Tsubodai asintió y Jochi guió a su montura entre los guerreros de Tsubodai, que le miraban fijamente, sin llegar a entender qué había hecho. El tumán dio media vuelta para regresar y los dos generales atravesaron las filas para situarse al frente de los hombres.

—Lo siento —murmuró Tsubodai.

Jochi le miró con una expresión extraña, luego suspiró.

—Eres mejor hombre que mi padre —sentenció. Vio que la mirada de Tsubodai se posaba en la espada con cabeza de lobo que llevaba ceñida a la cintura—. ¿Me permitirás conservarla, Tsubodai? La gané justamente.

Tsubodai negó con la cabeza.

—No puedo. La llevaré yo por ti.

Jochi titubeó, pero estaba rodeado de hombres de Tsubodai. De repente, en su rostro se dibujó una mueca terrible, estaba cansado de toda la lucha que había conocido en su vida.

—Tómala, pues —dijo, desabrochando el cinturón con la funda.

Tsubodai alargó la mano como si fuera a aceptar la espada. Jochi la estaba mirando, con la cabeza gacha, cuando Tsubodai le cortó el cuello con un rápido gesto: antes de caer del caballo, el joven ya estaba inconsciente. La blanca nieve quedó salpicada por su brillante sangre.

Mientras desmontaba para inspeccionar el cadáver, Tsubodai lloraba, sacudido por sollozos que apenas le permitían respirar.

—Lo siento, amigo mío —musitó—. Soy el hombre de tu padre. —Se arrodilló ante el cuerpo despatarrado durante largo rato. Sus hombres sabían muy bien que no debían decir nada.
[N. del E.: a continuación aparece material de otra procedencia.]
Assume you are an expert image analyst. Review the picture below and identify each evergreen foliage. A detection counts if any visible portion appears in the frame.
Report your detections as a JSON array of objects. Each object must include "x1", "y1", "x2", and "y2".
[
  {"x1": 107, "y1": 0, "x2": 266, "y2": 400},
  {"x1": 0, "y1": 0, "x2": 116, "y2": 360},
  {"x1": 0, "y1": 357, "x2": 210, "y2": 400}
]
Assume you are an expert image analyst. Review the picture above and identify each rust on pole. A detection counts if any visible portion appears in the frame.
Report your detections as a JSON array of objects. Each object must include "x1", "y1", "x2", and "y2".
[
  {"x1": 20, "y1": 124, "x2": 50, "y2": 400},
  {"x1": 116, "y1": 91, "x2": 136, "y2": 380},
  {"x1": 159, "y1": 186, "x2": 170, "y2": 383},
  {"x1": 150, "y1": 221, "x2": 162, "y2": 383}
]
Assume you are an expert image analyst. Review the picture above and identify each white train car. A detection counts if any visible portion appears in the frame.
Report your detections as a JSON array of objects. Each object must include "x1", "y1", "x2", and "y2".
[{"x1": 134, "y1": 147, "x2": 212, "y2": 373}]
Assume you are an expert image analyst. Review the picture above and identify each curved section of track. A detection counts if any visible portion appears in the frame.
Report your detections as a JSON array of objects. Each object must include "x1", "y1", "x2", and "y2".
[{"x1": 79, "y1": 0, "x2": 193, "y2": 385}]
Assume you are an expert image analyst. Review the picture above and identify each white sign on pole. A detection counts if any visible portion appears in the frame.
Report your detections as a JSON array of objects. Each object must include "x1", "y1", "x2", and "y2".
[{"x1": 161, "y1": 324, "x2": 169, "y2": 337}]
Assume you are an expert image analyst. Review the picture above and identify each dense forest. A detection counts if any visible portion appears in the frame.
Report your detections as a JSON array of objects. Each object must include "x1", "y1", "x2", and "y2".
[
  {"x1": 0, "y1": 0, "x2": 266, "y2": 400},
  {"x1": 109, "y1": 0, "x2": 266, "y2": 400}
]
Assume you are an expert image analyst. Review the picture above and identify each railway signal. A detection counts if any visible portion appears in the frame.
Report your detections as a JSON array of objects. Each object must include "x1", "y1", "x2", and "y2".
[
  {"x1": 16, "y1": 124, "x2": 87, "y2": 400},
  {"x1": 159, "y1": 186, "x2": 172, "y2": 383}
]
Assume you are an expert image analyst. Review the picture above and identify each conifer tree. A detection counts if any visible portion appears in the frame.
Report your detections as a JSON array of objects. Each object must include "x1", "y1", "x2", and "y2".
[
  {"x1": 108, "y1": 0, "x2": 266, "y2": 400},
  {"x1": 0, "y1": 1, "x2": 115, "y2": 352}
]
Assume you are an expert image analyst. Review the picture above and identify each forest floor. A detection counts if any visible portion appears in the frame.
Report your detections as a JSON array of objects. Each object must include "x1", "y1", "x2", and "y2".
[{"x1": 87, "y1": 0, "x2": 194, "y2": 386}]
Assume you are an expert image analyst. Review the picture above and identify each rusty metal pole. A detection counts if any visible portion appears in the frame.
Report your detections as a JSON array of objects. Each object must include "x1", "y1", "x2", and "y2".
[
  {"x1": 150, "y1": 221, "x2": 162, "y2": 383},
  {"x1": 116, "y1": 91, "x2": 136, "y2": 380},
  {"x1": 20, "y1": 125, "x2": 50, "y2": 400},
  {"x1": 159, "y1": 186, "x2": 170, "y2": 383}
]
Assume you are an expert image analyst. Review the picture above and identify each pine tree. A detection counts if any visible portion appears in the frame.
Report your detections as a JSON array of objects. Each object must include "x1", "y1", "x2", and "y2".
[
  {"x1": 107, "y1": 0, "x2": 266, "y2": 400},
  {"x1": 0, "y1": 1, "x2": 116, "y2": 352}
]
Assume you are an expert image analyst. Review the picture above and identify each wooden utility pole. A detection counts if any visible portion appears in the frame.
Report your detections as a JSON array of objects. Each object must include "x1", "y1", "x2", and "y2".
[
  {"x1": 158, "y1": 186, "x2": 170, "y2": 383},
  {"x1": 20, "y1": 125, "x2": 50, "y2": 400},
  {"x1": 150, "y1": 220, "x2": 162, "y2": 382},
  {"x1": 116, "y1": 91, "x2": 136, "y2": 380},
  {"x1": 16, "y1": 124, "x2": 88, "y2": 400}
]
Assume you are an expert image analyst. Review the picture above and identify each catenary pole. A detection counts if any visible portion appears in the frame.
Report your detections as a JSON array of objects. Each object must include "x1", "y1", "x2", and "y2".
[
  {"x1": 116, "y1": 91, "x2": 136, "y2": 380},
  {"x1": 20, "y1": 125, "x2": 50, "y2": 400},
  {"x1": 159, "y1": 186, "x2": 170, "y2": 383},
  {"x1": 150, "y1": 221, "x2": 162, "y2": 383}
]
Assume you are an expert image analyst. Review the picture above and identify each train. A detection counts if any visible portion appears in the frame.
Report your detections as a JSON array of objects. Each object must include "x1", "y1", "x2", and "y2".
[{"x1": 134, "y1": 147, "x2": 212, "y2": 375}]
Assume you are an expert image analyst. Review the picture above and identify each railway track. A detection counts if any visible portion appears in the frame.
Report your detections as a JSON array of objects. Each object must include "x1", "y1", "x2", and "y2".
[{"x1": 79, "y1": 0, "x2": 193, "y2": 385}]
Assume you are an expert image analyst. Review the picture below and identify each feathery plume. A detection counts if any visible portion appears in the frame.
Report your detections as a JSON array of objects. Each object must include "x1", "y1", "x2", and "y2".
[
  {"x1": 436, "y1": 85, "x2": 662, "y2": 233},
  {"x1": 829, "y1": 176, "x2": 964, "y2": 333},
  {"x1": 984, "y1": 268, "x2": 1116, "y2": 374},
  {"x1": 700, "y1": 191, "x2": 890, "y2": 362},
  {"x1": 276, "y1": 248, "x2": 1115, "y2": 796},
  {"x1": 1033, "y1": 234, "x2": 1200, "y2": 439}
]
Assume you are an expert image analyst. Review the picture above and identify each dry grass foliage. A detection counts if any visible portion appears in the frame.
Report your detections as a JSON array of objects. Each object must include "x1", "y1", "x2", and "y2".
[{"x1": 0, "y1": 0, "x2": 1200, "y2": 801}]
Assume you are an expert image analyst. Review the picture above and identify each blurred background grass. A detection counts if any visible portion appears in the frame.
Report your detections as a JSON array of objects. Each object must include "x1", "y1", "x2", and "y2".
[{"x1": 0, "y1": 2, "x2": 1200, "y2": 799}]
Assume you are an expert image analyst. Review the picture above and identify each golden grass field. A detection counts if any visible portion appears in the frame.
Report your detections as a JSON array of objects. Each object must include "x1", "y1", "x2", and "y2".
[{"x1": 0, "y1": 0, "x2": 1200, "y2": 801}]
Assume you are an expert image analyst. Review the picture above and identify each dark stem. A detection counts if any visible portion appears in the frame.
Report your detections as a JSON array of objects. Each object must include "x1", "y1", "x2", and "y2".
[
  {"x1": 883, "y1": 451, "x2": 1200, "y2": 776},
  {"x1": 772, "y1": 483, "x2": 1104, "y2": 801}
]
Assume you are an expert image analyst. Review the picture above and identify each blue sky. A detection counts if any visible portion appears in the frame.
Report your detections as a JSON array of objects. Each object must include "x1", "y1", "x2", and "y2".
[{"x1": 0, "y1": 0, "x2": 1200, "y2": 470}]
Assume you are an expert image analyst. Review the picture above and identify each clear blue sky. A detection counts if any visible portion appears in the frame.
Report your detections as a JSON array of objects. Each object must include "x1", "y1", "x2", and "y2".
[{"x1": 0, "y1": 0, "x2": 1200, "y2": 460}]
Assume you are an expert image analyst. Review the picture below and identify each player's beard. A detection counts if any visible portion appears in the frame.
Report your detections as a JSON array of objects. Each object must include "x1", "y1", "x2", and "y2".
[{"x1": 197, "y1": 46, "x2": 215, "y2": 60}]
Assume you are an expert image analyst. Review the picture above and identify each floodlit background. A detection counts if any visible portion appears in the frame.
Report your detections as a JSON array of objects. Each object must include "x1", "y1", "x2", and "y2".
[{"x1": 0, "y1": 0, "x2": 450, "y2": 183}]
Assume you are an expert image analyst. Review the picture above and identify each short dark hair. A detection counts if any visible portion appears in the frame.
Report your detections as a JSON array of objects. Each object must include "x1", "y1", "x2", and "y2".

Por fin, recuperó el control y se puso en pie, inspirando una larga bocanada de aire helado, como si pudiera limpiarle la sangre que le manchaba las manos. Había obedecido órdenes de Gengis, pero eso no era ningún consuelo.

—Al amanecer, regresaremos a su campamento —ordenó—. Atacarán, ahora que ha muerto.

—¿Qué haremos con el cuerpo? —preguntó uno de sus oficiales minghaan. Él también había conocido a Jochi cuando era un muchacho y Tsubodai fue incapaz de mirarle a los ojos.

—Lo llevaremos con nosotros. Tratadlo con suavidad. Era el hijo del khan.